Washington’s initial $1 million investment has allowed this small college to re-establish their legendary debate team which dissolved after Tolson left the college.
“Back in the day, in the 1930s, every HBCU had a speech and debate team but all of those teams got cut,” explained former Wiley debate coach Dr. Chris Medina Ph. D.“The biggest reason why HBCUs don’t have a speech and debate program is a lack of funding.”
Through this additional funding, Wiley has been able to grow its award-winning debate team by actively recruiting and offering scholarships to students.
“When I had started at Wiley the team only had five or six students, by the time I left there were between 30 to 40 students and they were all on scholarship,” Medina said.
For many of these students, scholarships allowed them to attend when they otherwise couldn’t.
“I really didn’t know I was going to Wiley until July, 2016,” said Wiley alumnus Jaylon Bolden. “I received a scholarship to be a part of the Denzel Washington/Melvin B. Tolson Forensics Society and the rest was history.”
While many students worried about juggling work with college life, these scholarships allowed students to develop their skills and enabled Wiley to rebuild its team.
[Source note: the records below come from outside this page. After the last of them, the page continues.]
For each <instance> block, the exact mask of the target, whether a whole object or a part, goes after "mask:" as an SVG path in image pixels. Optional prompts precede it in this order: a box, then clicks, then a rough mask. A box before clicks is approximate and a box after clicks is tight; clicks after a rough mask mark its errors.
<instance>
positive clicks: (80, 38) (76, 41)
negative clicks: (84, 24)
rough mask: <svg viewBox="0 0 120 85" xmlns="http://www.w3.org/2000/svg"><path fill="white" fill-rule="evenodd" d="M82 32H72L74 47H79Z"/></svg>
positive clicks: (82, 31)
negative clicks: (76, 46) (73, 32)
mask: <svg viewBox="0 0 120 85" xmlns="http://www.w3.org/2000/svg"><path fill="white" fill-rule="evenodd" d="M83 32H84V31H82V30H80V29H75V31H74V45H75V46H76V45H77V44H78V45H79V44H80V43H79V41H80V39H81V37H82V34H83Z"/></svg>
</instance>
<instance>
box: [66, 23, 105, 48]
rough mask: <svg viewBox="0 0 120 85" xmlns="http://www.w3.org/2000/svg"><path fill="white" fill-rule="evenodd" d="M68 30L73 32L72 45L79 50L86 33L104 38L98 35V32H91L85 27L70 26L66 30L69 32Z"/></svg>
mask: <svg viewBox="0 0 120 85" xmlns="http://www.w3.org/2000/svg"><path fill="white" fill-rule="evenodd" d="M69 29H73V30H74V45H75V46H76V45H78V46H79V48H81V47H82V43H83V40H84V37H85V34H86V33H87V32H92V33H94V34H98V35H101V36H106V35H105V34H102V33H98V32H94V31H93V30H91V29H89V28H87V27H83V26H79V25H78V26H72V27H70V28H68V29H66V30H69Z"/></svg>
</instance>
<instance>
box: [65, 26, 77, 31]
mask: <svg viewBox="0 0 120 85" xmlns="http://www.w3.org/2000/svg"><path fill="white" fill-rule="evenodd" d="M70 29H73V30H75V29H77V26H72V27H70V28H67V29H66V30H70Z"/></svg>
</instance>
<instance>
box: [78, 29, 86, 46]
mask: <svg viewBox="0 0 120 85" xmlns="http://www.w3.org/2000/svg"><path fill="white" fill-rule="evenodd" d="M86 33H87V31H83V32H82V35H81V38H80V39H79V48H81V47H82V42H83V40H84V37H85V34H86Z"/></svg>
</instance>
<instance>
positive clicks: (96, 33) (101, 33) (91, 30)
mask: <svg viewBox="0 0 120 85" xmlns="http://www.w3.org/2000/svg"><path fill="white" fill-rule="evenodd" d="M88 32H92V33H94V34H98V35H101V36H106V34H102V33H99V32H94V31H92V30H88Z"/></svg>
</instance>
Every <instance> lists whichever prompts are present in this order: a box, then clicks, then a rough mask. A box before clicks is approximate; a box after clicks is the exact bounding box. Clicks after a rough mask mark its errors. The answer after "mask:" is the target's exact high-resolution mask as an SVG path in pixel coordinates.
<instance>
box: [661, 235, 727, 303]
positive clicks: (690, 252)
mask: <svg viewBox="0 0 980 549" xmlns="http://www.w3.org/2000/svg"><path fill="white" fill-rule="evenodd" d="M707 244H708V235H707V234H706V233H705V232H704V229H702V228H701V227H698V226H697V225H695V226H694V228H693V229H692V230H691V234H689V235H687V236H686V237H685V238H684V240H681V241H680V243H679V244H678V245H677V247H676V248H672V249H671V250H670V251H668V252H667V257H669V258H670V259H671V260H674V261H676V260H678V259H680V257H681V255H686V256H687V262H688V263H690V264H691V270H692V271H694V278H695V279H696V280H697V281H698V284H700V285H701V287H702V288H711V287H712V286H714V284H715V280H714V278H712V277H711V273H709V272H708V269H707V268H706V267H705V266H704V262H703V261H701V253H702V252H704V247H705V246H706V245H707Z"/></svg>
“The scholarships are so important because to be successful in this endeavor takes a lot of time, a lot of practice, and a lot of dedication. And because of that, a lot of students who have to pay for their education don’t have the time, because they have to have jobs.” Medina said.
Wiley primarily services first generation college students and Pell Grant recipients. According to the most recent Wiley Factbook, 99 percent of first time, full time students who received financial aid were Pell Grant recipients. These students come in with a range of college readiness levels but the debate team allows all its students to grow the critical skills that prepare for life outside of Wiley.
“We have a 97 percent graduation rate,” Medina said 91 percent of the students even received scholarships to graduate school. “Every single student, regardless if they came in unprepared or not, who accepted their offer to graduate school, now has a graduate degree,” he said.
Washington’s generosity extended beyond monetary donations. The award-winning actor took the time on multiple occasions to visit Wiley and speak with the debate team.
“He came to Wiley and spent about four or five hours with us. My students were able to perform for him, we showed him what the team was doing, we were able to talk about how much of an impact his generous gifts had on the students,” Medina said. “He was so kind that he actually came to the award ceremony of the first HBCU nationals that we held at Wiley.”
Washington’s continued support is evidence that supporting HBCUs and student interests is a sound investment.
“If I didn’t have the freedom and the leverage to be able to study and engage on campus and perform across the nation with the freedom of knowing that my school was being taken care of,” Bolden said. “And I just hope that the people behind me get to have that same opportunity. Because without it I would not be in the position I am in today. So, I just thank Mr. Washington.”